The announcement from OPEC will be a welcome respite for oil companies and US shale oil drillers (and banks extending loans to the oil industry). The industry itself collectively made a $1.2 trillion loss last year forcing companies to cut jobs, reduce capital expenditure and increase debt levels. The financial impact of a rise in oil prices has been quantified by BP, one of the UK’s leading oil producers; for every dollar increase in oil prices, BP will see a $300 million boost to the company’s annual adjusted profit. Oil price shifts transfer wealth between oil producing countries and companies and non-oil producing countries and consumers. This evolving situation is monitored closely by our fund manager partners.
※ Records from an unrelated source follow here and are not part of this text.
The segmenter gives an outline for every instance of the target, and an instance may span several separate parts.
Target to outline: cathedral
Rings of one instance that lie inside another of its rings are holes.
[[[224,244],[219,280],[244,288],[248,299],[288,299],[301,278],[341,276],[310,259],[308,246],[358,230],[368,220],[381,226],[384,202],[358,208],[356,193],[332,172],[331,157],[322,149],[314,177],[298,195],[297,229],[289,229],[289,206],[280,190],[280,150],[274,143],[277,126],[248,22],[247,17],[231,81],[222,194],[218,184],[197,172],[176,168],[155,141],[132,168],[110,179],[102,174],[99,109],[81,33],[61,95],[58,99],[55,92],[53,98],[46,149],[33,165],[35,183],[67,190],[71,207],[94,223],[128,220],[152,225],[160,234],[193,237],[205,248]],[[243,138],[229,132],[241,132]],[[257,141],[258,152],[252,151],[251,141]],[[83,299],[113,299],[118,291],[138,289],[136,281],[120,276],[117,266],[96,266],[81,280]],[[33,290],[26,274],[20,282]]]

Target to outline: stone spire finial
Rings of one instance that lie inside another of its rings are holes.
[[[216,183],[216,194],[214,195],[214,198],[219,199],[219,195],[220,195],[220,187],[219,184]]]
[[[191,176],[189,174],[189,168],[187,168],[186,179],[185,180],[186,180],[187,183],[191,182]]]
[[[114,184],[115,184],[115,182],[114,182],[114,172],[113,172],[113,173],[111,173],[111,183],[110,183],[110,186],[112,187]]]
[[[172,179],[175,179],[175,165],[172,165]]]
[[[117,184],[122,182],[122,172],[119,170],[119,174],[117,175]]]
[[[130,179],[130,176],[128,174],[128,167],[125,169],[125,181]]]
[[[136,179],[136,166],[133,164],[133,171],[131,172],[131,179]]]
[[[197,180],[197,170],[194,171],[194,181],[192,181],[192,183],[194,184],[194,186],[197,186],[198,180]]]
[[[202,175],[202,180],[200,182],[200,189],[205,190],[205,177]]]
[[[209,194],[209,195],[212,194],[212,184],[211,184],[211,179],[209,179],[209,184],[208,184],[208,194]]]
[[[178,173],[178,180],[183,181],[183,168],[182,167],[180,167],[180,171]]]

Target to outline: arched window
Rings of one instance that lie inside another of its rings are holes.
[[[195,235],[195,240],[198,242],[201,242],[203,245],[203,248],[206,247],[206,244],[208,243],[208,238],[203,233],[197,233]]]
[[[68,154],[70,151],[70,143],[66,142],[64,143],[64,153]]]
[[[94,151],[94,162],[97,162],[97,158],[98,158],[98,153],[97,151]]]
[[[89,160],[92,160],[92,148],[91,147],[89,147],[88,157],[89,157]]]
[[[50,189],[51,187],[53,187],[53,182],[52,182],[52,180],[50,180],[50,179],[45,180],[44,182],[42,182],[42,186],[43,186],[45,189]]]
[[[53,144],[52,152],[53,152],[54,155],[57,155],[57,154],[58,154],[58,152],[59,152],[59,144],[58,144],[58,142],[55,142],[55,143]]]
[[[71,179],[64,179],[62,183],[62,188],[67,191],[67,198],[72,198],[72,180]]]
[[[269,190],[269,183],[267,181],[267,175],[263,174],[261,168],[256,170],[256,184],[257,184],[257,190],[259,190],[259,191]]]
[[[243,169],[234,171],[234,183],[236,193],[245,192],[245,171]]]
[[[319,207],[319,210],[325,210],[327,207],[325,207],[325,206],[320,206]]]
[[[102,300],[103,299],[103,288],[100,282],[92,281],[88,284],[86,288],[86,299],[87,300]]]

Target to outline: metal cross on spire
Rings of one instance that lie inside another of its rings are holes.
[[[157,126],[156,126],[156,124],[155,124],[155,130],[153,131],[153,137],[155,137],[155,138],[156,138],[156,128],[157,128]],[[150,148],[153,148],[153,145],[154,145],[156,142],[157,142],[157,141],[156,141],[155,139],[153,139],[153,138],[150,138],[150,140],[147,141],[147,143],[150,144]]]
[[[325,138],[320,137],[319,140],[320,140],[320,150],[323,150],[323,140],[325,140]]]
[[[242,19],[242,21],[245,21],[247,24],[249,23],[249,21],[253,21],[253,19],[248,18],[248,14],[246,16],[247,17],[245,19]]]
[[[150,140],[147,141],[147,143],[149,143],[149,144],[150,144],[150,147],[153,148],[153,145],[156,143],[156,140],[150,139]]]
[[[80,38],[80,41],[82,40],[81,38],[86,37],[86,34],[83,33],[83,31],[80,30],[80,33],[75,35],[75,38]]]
We conclude with an observation that previous OPEC production accords have been characterised by large scale cheating; higher oil prices lead to new marginal supply by producers not tied to OPEC. In other words, non OPEC producers are the main beneficiaries from OPEC production restraint and this will likely to lead to consternation amongst OPEC members further down the line. A secure underpinning to oil prices is generally found from rising economic growth globally rather than supply side constraints.
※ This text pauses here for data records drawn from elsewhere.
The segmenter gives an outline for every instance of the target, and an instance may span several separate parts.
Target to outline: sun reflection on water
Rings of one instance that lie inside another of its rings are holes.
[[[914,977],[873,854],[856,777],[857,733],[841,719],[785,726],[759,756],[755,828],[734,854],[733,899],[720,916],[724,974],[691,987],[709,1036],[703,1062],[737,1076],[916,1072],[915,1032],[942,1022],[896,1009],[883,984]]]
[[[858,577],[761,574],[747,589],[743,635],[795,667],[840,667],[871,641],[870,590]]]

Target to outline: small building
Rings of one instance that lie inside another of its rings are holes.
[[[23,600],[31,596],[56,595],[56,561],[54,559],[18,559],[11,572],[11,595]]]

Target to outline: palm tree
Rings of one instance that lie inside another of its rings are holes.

Brent Crude Oil Price ($ per barrel)
Third Quarter US gross domestic product (GDP) indicated growth of 3.2%. This represents a broad measure of the goods and services produced across the economy and is the highest growth rate in two years. Consumer spending, exports and investment in structures all rose faster than anticipated but the President Elect Trump has indicated that a growth figure of at least 5% is needed. While this is good for inflation linked assets like gold, pro-cyclical businesses and even banks, it indicates why nervousness around bond yields has grown since the election. It is something our managers have been pondering for the last few months and explains why they have been lowering portfolio bond duration (sensitivity to interest rate rises).
US 30 Year Bond Yield
Unemployment for November has fallen to 4.6%, a nine-year low in a back of lower participation rate. With unemployment hovering around 5% for more than a year and US inflation appearing to firm, the US Federal Reserve is widely expected to raise interest rates (forecast indicators running at 100%) at its December meeting taking place on the 13th-14th, barring unexpected developments in economic data or the financial markets. The central bank has held its benchmark federal-funds rate at a range of 0.25% to 0.50% since December 2015.
Sterling has continued to attract support since falling sharply after Brexit. David Davis, Brexit Secretary said this week that the UK would consider making contributions to the EU in order to retain access the single market. Davis is the first senior official to acknowledge the possibility of the UK having access to the single market – even if it means the UK adopting a “Pay-to-Play” approach.